Heidegger ricordava che gli stati affettivi sono come «ombre delle nuvole che coprono il paesaggio», cioè accompagnano gli altri processi psichici, connotandoli positivamente, «lo splendore e il fulgore» oppure negativamente, la «tenebra».[i]
Il concetto di umore, insieme a quello di emozione e sentimento sono alla base del concetto di «psiche affettiva» (timopsiche) che si colloca in una posizione di mezzo rispetto alla «psiche cognitiva» (noopsiche) e a quella pulsionale (sofropsiche).
Ridotta all’osso la questione, si può dire che l’umore è uno stato somatico che ci orienta, ci fa tendere verso una certa valutazione dei nostri stessi pensieri che possono essere colorati all’insegna del piacere oppure del dispiacere, in quanto polarità edoniche.
L’umore colora la nostra percezione del mondo non solo esterno, ma anche interno.
Non è facile differenziare i concetti di umore, sentimento, emozione in modo chiaro ed incontrovertibile.
Possiamo dire che l’emozione è una condizione somatica, il sentimento è la coscienza di questa condizione somatica e che l’umore è un agglomerato di emozioni o sentimenti, diverso dalla somma dei contenuti di questo insieme: è una mescolanza di tutto ciò.
Possiamo provare molteplici emozioni e sentimenti in un certo lasso di tempo, mentre l’umore è più duraturo ed ha una sua unicità, come se non fosse riproducibile come accade invece con l’emozione della paura o della tristezza.
L’umore ha una sua tonalità edonica.

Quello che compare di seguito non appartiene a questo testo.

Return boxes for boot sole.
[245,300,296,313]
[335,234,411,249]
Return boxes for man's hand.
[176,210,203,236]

Esso è riducibile a due condizioni somatiche: piacere o dispiacere, rispettivamente, valore positivo e negativo.
L’umore di fondo ha un suo tono edonico stabile, a volte apparentemente scollegato da fattori ambientali o circostanziali. Esso è in grado di orientare il nostro modo di interpretare ciò che ci accade intorno, favorisce certi pensieri e ricordi piuttosto che altri, modificando il nostro modo di percepire la realtà.
Tali interpretazioni, tali pensieri o ricordi finiscono per rafforzare e prolungare quella certa tonalità edonica piuttosto che quell’altra. In questo senso l’umore compromette la nostra capacità di percepire, di pensare ed incide sul comportamento e sulla capacità di dare valore e recuperare i ricordi. Ricordi associati ad un certo tono edonico sono facilitati se si è attraversati, nuovamente, dallo stato umorale vissuto durante la loro formazione (mood congruence), questo accade sia se l’umore è “negativo” sia se è “positivo”.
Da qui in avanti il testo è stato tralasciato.